KOMIK INDONESIA

Dari Kisah Wayang hingga Jago Tembak

Geliat komik di Indonesia tidak lepas dari antusiame masyarakat yang semakin mencintai gaya penyampaian para komikus. Baik dari bentuk visual hingga percakapan, sangat sesuai dengan kondisi masyarakat pada masa tersebut. Salah satu komik yang diterima baik oleh masyarakat adalah karya R.A Kosasih. Pria berdarah Sunda kelahiran Bogor, 4 April 1919 ini sukses dengan komiknya bertema pewayangan Mahabarata dan Ramayana sehingga ia, dari 1955 sampai 1960, tidak pernah berhenti membuat puluhan jilid komik untuk memuaskan pembacanya. Kosasih memerlukan waktu dua tahun untuk menggambar 26 jilid Mahabharata. Dia menyelesaikan satu jilid setebal 42 halaman setiap bulannya, kemudian lakon Bharatayudha, Pendawa Seda, Parikesit, dan Udayana, masing-masing 4 jilid.
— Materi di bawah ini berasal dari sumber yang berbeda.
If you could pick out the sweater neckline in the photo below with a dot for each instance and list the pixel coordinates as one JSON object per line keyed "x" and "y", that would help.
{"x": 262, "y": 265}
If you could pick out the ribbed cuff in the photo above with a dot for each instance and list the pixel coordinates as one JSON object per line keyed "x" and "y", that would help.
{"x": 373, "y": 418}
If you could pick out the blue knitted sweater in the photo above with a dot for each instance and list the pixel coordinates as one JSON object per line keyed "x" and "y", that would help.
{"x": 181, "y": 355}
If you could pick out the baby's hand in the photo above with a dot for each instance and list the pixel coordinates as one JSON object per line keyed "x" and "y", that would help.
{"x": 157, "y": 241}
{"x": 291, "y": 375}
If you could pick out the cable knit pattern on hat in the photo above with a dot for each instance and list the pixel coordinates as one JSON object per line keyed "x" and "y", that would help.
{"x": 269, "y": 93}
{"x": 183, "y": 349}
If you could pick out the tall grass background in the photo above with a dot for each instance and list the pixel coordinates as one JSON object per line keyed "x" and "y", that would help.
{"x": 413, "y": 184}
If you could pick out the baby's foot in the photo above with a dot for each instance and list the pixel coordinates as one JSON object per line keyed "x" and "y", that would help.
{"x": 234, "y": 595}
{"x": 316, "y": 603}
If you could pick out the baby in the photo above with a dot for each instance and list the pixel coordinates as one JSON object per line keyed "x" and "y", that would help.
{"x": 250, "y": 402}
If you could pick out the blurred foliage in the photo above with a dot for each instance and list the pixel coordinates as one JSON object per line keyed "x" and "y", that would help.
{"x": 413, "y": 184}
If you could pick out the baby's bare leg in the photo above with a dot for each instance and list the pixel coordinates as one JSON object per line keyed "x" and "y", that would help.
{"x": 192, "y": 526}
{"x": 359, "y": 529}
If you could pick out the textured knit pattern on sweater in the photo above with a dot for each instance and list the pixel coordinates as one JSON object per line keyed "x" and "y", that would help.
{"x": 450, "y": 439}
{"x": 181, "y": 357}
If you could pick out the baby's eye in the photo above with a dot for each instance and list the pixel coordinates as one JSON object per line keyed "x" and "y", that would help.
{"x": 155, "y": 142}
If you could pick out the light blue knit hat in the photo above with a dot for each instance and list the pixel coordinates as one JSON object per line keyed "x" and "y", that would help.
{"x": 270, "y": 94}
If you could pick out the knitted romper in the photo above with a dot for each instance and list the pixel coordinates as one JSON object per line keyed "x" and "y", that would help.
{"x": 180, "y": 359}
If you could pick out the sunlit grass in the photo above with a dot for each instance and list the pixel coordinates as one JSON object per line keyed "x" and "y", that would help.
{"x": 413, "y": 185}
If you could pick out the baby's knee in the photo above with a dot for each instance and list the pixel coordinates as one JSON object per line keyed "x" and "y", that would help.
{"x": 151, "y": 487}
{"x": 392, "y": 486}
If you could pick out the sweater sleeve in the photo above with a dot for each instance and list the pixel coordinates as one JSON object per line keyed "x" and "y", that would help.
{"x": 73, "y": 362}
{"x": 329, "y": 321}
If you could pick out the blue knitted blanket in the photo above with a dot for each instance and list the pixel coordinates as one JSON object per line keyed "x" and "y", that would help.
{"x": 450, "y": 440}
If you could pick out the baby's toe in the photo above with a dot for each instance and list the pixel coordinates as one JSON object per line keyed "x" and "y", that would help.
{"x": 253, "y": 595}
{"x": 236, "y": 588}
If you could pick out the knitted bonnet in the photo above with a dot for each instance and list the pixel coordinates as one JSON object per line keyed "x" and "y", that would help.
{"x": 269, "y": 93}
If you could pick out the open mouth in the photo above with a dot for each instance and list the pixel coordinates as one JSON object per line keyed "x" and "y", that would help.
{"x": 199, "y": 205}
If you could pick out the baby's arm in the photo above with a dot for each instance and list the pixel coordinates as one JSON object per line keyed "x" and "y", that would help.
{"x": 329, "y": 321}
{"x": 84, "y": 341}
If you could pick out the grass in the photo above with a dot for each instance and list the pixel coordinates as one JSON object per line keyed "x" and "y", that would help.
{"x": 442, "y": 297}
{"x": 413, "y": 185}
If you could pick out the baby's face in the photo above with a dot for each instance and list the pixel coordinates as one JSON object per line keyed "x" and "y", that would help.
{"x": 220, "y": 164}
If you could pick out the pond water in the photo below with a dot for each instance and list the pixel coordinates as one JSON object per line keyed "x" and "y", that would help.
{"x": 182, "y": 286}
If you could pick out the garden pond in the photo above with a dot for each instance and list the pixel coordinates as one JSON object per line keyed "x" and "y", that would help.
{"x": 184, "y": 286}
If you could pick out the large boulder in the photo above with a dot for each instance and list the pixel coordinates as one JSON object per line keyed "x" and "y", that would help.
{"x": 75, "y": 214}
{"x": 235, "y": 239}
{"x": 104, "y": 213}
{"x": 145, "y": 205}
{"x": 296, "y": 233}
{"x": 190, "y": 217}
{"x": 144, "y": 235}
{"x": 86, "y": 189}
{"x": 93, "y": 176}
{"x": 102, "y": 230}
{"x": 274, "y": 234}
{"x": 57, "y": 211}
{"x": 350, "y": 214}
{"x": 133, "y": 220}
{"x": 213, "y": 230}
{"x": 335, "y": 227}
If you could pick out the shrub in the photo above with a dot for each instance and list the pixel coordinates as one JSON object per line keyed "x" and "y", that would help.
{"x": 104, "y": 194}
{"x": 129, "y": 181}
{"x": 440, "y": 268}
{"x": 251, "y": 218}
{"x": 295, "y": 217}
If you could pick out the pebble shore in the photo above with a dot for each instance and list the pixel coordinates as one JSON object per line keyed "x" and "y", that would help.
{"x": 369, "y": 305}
Ketika popularitas komik wayang menurun, Kosasih beralih membuat komik legenda seperti Lutung Kasarung, Sangkuriang, dan dongeng untuk anak-anak. Pada 1967-1968, penerbit Melodi sementara berhenti menerbitkan komik. Kosasih pun menerbitkan komik silat di penerbit Lokadjaja, Jakarta. Penerbit Melodi kembali ingin menerbitkan komik wayang. Kosasih diminta bantuannya karena dia satu-satunya komikus yang paling mampu mentransformasikan mitologi itu ke komik. “Penerbit dengan tidak ragu-ragu membayarnya Rp80.000 untuk dua jilid Bomantara (masing-masing 80 halaman), komiknya yang terbaru. Komik Kosasih dianggap sebagai karya klasik yang dicetak ulang berkali-kali.